Ao todo foram presas 13 pessoas, dentre elas oito por mandados de prisão preventiva e três de prisão temporária. Outras duas pessoas foram detidas em flagrante por posse de arma, uma vez que durante as buscas foram apreendidas duas armas longas, um revólver e munições. Também foram cumpridos quatro mandados de condução coercitiva e 42 de busca e apreensão, todos no município mineiro. 

A operação, que foi nomeada de "Hermes" - que, segundo a mitologia grega, seria o mensageiro dos deuses, além de patrono dos ladrões -, teve início por meio de informações coletadas pela Delegacia de Polícia de Medina. A partir do deferimento de medidas cautelares sigilosas pela Justiça, as investigações passaram a abarcar suposta atuação do bando em furtos, roubos, receptação de cargas, tráfico de drogas, de armas e de munições de calibres permitidos e de uso restrito.

FOTO: PF / DIVULGAÇÃO
operação hermes
Três armas foram apreendidas durante as buscas da operação

De acordo com o delegado da PC Felipe Forjaz, que é o coordenador de operações, a quadrilha agia em toda a região, porém, a BR-116 foi a que teve mais crimes. "Eles abordavam tanto motoristas em movimento como os que estavam parados em algum ponto da rodovia. Tomavam posse da carga e depois revendiam. Preferiam eletrônicos, mas não tinham um foco, inclusive pois muitas cargas eram dos Correios, que tem uma diversidade muito grande de produtos", explicou.

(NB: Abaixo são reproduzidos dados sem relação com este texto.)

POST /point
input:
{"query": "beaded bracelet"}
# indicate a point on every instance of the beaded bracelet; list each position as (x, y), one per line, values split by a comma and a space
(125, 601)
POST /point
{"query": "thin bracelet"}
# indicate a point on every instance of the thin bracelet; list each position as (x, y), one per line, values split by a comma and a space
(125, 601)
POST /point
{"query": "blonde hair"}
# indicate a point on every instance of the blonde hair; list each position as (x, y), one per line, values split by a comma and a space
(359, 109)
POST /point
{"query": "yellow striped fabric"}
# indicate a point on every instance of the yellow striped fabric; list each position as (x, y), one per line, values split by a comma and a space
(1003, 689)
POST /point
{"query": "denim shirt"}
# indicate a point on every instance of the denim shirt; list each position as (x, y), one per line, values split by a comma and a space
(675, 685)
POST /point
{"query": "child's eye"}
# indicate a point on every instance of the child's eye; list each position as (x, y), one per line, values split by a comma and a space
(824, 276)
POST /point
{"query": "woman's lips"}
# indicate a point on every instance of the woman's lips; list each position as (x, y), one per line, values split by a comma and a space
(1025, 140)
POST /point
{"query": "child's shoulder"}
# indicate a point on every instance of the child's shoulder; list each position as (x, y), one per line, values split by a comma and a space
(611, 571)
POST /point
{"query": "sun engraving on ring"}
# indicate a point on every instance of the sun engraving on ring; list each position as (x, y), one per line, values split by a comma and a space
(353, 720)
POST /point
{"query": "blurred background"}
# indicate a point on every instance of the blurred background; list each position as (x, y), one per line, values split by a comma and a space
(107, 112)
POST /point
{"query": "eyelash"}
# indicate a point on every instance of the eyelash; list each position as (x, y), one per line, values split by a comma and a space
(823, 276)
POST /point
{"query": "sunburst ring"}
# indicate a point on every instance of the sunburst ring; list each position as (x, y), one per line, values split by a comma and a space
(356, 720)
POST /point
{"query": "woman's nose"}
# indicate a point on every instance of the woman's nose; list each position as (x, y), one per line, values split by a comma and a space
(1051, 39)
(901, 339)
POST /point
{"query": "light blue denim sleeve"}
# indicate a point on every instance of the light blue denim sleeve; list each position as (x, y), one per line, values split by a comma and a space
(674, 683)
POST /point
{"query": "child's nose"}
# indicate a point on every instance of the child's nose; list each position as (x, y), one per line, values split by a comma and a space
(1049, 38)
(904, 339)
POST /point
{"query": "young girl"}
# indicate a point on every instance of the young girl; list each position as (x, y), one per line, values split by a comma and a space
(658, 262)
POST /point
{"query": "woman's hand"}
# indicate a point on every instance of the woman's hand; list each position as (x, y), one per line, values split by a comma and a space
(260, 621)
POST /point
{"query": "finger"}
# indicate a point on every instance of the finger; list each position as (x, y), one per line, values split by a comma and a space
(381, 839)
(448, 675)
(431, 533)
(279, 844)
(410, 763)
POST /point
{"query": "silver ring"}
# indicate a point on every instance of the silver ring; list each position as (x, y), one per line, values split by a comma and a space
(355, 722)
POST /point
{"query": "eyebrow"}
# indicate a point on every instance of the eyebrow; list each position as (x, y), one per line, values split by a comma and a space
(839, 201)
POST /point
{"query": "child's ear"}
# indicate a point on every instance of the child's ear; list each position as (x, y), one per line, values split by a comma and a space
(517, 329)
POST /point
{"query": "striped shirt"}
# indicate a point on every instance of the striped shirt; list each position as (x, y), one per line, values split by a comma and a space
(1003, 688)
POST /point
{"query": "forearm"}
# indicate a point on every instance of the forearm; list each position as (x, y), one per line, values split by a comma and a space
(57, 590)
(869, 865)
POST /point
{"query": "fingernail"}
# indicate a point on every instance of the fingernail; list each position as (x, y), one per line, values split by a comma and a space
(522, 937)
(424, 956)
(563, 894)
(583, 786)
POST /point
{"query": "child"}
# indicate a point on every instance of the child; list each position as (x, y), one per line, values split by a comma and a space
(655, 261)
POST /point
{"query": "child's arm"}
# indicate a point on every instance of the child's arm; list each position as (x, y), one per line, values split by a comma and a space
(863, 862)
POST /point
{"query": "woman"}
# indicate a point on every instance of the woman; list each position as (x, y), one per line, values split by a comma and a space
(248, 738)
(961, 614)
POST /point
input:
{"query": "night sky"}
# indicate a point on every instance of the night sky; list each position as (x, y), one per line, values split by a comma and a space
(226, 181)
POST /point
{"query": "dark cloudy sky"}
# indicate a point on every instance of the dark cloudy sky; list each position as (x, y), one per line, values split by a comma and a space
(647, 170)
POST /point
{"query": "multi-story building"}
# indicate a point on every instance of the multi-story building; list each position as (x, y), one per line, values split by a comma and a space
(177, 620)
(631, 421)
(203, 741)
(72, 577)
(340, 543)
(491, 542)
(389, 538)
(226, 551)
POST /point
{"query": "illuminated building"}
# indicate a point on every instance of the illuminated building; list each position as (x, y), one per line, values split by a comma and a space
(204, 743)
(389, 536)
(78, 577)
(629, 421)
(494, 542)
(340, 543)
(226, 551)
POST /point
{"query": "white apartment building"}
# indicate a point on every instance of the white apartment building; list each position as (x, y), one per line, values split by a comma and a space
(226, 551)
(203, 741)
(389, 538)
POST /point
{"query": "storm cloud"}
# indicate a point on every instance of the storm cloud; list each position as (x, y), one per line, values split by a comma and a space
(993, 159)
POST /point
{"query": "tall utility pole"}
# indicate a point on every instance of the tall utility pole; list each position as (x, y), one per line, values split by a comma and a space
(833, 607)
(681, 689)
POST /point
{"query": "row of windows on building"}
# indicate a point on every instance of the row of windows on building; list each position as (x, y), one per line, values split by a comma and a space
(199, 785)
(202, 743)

A PF ingressou na investigação tanto por os crimes serem interestaduais como por os Correios estarem entre as vítimas. "A investigação continua, ainda é cedo para saber se eles escolhiam os alvos aleatoriamente ou se tinham informações privilegiadas", concluiu o Forjaz.

Durante a deflagração, as corporações contaram também com o apoio da Polícia Rodoviária Federal (PRF). Os detidos seguem em Medina, entretanto, deverão ser transferidos ao presídio de Pedra Azul.